Whether you are a small indie developer or a big studio, if you want to reach a bigger audience, your game needs to be translated and localized. Of course, there are games that forego text for a more audiovisual experience (Flower for instance) and that's perfectly fine, but here we'll focus on the ones that do have text, even when it's only a small amount.
The last ten years I've been involved in localization tools development and talking to different translators and editors. When I think of that, a lot of options immediately come to mind: Excel sheets, Word Documents, .txt files, several custom applications, and even mail clients.
After a while, and since software development is undergoing a constant evolution, I found myself thinking, "Okay, if those are the only options, surely they can be reduced or managed to some extent. Everybody knows how to edit documents in those familiar applications. It really is not that big of a problem, right?"
Turns out, the problem not only didn't get any better, but it has worsened. Let's add o that list, more custom applications from localization companies, WordPress Plugins, Facebook translations (I'm not sure about Google+ but they probably have something, too), resx files, a giant list of custom XML schemas, you name it.
This madness has to stop.
Problematic
First of all, when one talks about localization, the common subject is text files. But anyone who has been involved in that process knows that it actually implies a whole umbrella of elements. Text with Unicode support is a given (even though there is a plethora of issues there), then you have images with text on them, videos, audio files, local legal requirements, and maybe content tailored for a local market -- one culture may think one symbol is cool while others may think it resembles death incarnate.

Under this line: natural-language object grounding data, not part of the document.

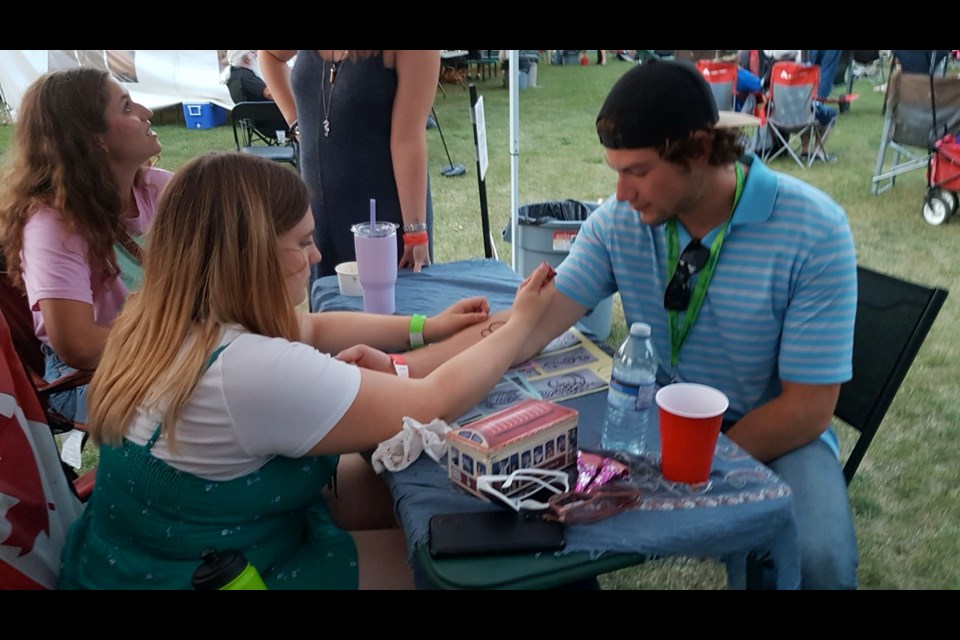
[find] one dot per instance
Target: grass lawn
(905, 497)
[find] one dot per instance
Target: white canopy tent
(160, 78)
(156, 78)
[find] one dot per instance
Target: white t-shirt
(261, 398)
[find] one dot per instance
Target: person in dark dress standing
(360, 120)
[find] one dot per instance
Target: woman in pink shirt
(77, 189)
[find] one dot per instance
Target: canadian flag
(37, 503)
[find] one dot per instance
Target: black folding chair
(252, 135)
(893, 319)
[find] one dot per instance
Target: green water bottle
(226, 570)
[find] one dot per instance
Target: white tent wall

Sure, you could say, don't complicate things and just stamp an Excel file or a document there, put an incremental number scheme on the file name, and you are set. Whilst that could work for text, when you have images or audio involved, it just doesn't cut it. Every format has its quirks and ways of testing it, and it's not like your QA team speaks five major languages and can corroborate whether the content is correct or not.
So you have all these digital assets, you send it to translators and localizators, whether it's a big company or contractors. You get them back, you approve them for updating, editing takes place. Voila, somebody forgot about a word here or proof-reading there. You have to send it back to the translators, but now the deadline has to be pushed a little forth. Rinse, repeat.

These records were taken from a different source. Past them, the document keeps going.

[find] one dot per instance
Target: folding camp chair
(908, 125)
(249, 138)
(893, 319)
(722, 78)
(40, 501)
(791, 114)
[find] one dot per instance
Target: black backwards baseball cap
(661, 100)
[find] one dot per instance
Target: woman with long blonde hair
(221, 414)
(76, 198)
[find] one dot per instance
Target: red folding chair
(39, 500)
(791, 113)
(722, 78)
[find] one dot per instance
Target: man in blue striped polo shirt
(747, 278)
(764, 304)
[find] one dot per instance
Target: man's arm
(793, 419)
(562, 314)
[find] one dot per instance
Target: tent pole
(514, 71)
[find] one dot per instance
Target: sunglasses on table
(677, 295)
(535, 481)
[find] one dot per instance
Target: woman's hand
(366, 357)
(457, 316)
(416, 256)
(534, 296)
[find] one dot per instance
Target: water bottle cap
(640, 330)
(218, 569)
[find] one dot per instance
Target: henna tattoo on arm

Of course, there are already several localization initiatives (for instance, i18n, l10n, etc). However, it's important to have something shoehorned to our industry.
But let's be a bit more precise and summarize the problematic:
- Inconsistency: Most tools don't talk well to each other. They could reside on different platforms which you don't have access to. Conversion must be made at several levels -- lost in translation gets a whole new meaning here.
- Inefficient: Great overhead in time and resources. Files need to be synchronized across multiple departments and teams, in many cases.
- Follow-up nightmare: Text and localization need to be corrected all the time, be it proof-reading, typos, even cultural corrections. Not many tools are friendly enough for translators to be comfortable with them.
- Error prone: All these moving parts leads to a loss of quality in terms of localization. It's usually a part that gets underestimated and ends up with a lesser priority. The impact of a bad translation is not immediately obvious.
- Expensive: A complex problem that needs a complex solution, sounds about right. That sounds expensive, too. Either you hire a third-party company, or you have a full-grown localization team in-house. And if you are really small, well, you probably do it yourself but then the amount of content you can pour is limited since you have to worry about other things too.
- Unit of localization: A Symloc is a single atomic element that can be localized. Meaning it can be translated or modified and corresponds to any given language. It may contain the data directly or just a reference (in case of a video that weights a gigabyte).
- Metadata: Any Symloc can have important information related to the asset. It can be used as an aid for translators and content editors or it can be used by another program. Examples of these are preview information, notes, the size of an image or text, the length of an audio file, etc.
- Grouping: Symlocs can be grouped together to have different languages into one asset or to have related assets merged together.
- Support for every language out there: This one is a no-brainer, Unicode support from the ground up, since we don't have any size restrictions, no one is left behind.
- Play nice with other standards: There is a lot of research poured into localization and internationalization standards, possibly use those for specific things like currency, date and time, telephone numbers, and any other term that may be culturally different.
- XML as a foundation: XML is flexible enough to be used for any format. Official schemas can then be used to validate a proper localized document.
- A true standard: created as an open initiative, no company should control this standard to avoid conflicting interests.